First when asked about “your federal government” the Canada-wide results were very similar to those for “your provincial government” – Accelerate the pace 12%, Maintain the pace 64%, and Slow down the pace 24%.
Second, when the Canadian results for “your provincial government” are broken down by province, the most strikingly different results are in Alberta. And they reflect less not more enthusiasm for aggressively re-opening the economy – Accelerate the pace 7%, Maintain the pace 44%, and Slow down the pace 50%!
Is the right wing blowing the coronavirus crisis in both USA and Canada?
The crux of the hinge of fate argument is that what finally happens with the current re-open-the-economy policy – and COVID-19 policy more broadly – will have some decisive bearing on exactly who wins and loses the November 3, 2020 US election, by how much and so on.
In this connection we’ve been intrigued by Tom Boggioni’s May 5 article on the Raw Story site : “Trump doomed as re-election bid turns into the ‘coronavirus election’: former Bill Clinton political director.”
In slightly more detail, “former President Bill Clinton’s highly regarded political director,” Doug Sosnik, is arguing that “Donald Trump has an uphill battle to stay in the Oval Office after the coronavirus pandemic and associated fall-out upended his campaign’s re-election plans.”
More exactly, there are “three factors” working against Trump – “(1) Sen. Bernie Sanders, the presumed nominee” in earlier Trump plans, “won’t be his opponent”; “(2) Trump’s failure to prepare for and manage the pandemic” ; and (3) the “resulting economic crater.”
We certainly hope that Trump Republicans lose big time and all over on November 3. But like so many others we’ve learned since 2016 not to under-estimate the political tenacity and media skill of Donald Trump.
His enthusiasm for re-opening the economy aggressively now, in hopes of stimulating some quick revival he can take credit for on November 3 may actually be crazy (as various eminent economists and epidemiologists suggest).
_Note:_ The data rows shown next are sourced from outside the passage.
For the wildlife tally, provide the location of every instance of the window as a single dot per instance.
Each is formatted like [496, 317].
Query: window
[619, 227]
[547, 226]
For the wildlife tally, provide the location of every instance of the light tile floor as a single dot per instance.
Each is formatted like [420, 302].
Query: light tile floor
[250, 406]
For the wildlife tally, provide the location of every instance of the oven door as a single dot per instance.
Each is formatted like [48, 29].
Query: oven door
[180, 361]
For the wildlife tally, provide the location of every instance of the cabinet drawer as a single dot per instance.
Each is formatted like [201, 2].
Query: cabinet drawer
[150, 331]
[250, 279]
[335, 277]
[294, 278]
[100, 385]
But in a world where no one really knows just what is likely to happen, it seems foolish (and even unwise) to write anything off.
On the other hand, for the most part it also seems that some considerable geographic diversity of state governors and even local politicians will have considerable influence over just how fast the American economy will be re-opened, and what government restrictions where may or may not be lasting well into the fall or beyond.
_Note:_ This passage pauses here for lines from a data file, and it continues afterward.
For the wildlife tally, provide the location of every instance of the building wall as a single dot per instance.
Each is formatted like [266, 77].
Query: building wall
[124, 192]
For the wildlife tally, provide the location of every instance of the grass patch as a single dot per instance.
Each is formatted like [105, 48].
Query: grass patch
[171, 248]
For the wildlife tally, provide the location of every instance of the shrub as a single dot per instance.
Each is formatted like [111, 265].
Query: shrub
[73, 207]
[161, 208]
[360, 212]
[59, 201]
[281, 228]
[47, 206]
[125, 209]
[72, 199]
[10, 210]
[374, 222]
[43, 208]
In Canada we do seem broadly committed to a quite cautious and gradual re-opening, which honours the popular “mass middle class” commitment to staying safe in the fight against COVID-19 as public policy priority number one.
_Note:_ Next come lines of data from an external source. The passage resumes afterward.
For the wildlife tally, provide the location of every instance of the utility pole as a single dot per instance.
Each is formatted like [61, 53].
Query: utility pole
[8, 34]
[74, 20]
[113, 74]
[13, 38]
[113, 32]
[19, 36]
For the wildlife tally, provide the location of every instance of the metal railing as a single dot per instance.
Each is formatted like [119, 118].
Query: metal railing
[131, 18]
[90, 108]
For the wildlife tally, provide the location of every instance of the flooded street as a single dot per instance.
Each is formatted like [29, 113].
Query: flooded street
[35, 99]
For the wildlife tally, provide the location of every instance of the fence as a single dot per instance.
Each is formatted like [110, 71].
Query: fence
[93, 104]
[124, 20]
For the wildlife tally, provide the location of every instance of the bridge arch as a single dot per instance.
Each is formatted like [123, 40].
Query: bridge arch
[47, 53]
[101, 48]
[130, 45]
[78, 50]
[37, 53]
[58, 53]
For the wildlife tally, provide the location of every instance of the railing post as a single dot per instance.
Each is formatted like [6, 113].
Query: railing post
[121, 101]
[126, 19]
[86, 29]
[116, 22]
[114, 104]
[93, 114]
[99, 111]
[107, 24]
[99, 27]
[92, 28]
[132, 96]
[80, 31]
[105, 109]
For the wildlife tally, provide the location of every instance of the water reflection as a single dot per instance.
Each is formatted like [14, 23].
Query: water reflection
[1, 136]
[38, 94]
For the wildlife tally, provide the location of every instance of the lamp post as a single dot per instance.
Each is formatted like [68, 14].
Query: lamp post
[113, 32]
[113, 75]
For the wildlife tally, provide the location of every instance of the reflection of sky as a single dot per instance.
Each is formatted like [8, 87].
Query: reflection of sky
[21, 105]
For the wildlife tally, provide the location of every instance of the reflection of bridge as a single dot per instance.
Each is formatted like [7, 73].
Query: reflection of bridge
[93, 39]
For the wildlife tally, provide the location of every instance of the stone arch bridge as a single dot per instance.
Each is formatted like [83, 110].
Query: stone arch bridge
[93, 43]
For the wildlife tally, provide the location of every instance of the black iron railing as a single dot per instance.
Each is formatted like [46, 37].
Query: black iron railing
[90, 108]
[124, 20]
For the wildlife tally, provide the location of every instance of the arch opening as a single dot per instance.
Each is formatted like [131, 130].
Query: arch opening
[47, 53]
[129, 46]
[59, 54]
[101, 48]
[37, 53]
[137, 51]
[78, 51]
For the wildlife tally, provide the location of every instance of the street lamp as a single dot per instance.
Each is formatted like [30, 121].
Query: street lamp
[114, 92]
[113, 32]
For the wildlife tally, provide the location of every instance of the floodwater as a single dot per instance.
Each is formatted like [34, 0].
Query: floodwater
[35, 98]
Federally we have already elected a Justin Trudeau Liberal minority government last year, dependent on the Bloc Québécois, the Green Party, and (especially?) the New Democrats to the Liberal left to remain in office.
The Conservative Party of Canada that Stephen Harper invented not all that long ago has been becalmed (or has rather becalmed itself) – as in the kinder and gentler conservative Don Martin’s critical May 5 report “Conservatives down to Scheer follies and hopeless hopefuls.”
Meanwhile, we applaud Tristan Bradley’s May 5 contribution to the much valued (and needed) political humour at thebeaverton.com : “Conservatives worry federal benefits may discourage some Canadians from going back to indentured servitude.”
(As we try to forget the concluding sentences in Don Martin’s May 5 report : “If the Conservatives fail to sacrifice base instincts for broader appeal, they won’t have the power to do anything but sulk in opposition after the next election … Then the party will go shopping for another new leader. Conservative Leader Doug Ford, anyone?”And the premier of the most populous province who was rejected by his federal party in the last federal election must at least be smiling broadly on this account now, in the merry month of May 2020!)